Le remorqueur d'intervention, d'assistance et de sauvetage " Abeille
Liberté ", toujours sur zone, ainsi que " l'Anglian Earl ",
navire spécialisé affrété par la Grande Bretagne, assurent un balisage de
sécurité autour de la position du naufrage ainsi que la police du plan d'eau.
Par ailleurs, l'hélicoptère Dauphin
de service public de la marine nationale, basé à Maupertus (50) a effectué
un vol au dessus de l'épave. L'étrave du " Ice Prince " a disparu de
la surface à 11h30 ce matin. Des planches de bois étaient visibles au dessus
de la position de l'épave en fin de matinée. L'épave du cargo " Ice Prince
" ne présente pas de danger dans l'immédiat pour le littoral français. La
France propose le concours d'un navire spécialisé à la Grande Bretagne. "
L'Argonaute ", navire basé à Brest, spécialisé
dans la lutte antipollution, l'assistance et le soutien en mer est prêt à
intervenir à la demande du préfet maritime de la Manche et de la mer du Nord.

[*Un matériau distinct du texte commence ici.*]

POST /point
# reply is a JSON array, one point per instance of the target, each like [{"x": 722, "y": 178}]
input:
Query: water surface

Pour le cas où cela serait nécessaire, les capacités de ce navire affrété
à l'année par la marine nationale ont été proposées à l'autorité maritime
britannique, chargée de la coordination des opérations. (photo
Marine nationale)
Jeudi
18 vers 11h30, le CROSS Gris Nez a reçu
un appel de détresse émanant du porte-conteneurs MSC Napoli,
battant pavillon du Royaume-Uni. Le CROSS
Gris Nez a relayé cet appel au CROSS Corsen. Le porte-conteneurs se trouvait
à environ 100 kilomètres au nord de l'île d'Ouessant dans le rail descendant.

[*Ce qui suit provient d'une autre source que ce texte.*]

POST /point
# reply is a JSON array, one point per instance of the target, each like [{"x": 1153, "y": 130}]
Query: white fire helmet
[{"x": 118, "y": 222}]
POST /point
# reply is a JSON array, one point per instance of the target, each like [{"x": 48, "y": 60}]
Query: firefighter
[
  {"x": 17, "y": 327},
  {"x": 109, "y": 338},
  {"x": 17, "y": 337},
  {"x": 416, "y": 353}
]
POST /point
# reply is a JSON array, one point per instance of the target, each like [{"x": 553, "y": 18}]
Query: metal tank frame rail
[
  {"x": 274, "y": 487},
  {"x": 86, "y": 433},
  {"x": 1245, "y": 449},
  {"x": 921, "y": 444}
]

Il venait d'Anvers et se rendait au Portugal. Ce navire, construit en 1991,
de 275 mètres de long, avec à son bord 26 marins, a signalé une fissure de
1,50 mètres de long à tribord au niveau du compartiment machines. Il transporte
2394 conteneurs. La capitaine a décidé d'abandonner le navire et a demandé
assistance afin d'évacuer son équipage. Le préfet maritime de l'Atlantique
a déployé les moyens suivants : - Deux Super-Frelon, basés à Lanvéoc, ont
décollé afin de rallier la zone, guidés par un Falcon 50 de Lann-Bihoué, -
Le remorqueur d'intervention Abeille
Bourbon rallie la zone, - Le BSAD Alcyon
a appareillé de Brest, le BSAD Argonaute est
en alerte, - Le remorqueur d'intervention
Abeille Liberté a appareillé de Cherbourg. Deux hélicoptères Sea
King et un remorqueur britannique rejoignent la zone. Les conditions météorologiques
sont défavorables : creux de 4 à 6 mètres, un vent d'ouest de 60 km/h avec
des rafales à 80 km/h. Visibilité : Plafond 150 mètres et distance 4 kilomètres.

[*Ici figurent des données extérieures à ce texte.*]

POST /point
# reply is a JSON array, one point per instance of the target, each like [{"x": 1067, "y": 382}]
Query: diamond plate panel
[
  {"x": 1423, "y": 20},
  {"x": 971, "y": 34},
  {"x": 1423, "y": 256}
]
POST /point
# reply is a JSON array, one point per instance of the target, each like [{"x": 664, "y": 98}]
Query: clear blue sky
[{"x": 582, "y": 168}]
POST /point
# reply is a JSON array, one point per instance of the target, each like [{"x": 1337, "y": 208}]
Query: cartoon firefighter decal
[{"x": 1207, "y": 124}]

Les 26 hommes d'équipage ont été hélitreuillés, aux alentours de 14 heures,
par trois Sea King de la Royal Navy. Sains et saufs, ils ont été déposés sur
la base anglaise de Culdrose.
Le porte-conteneurs transporte 2 394 conteneurs, soit 41 773 tonnes, dont
1 684 tonnes sont des produits classés dangereux par l'OMI (catégories : explosif,
gaz, liquide inflammable, solide inflammable, oxydants, matériaux toxiques
et corrosifs). En outre, lors de son départ d'Anvers, le MCS Napoli
avait à bord 3645 m3 de combustible (3498 m3 de fuel lourd et 147 m3 de gasoil).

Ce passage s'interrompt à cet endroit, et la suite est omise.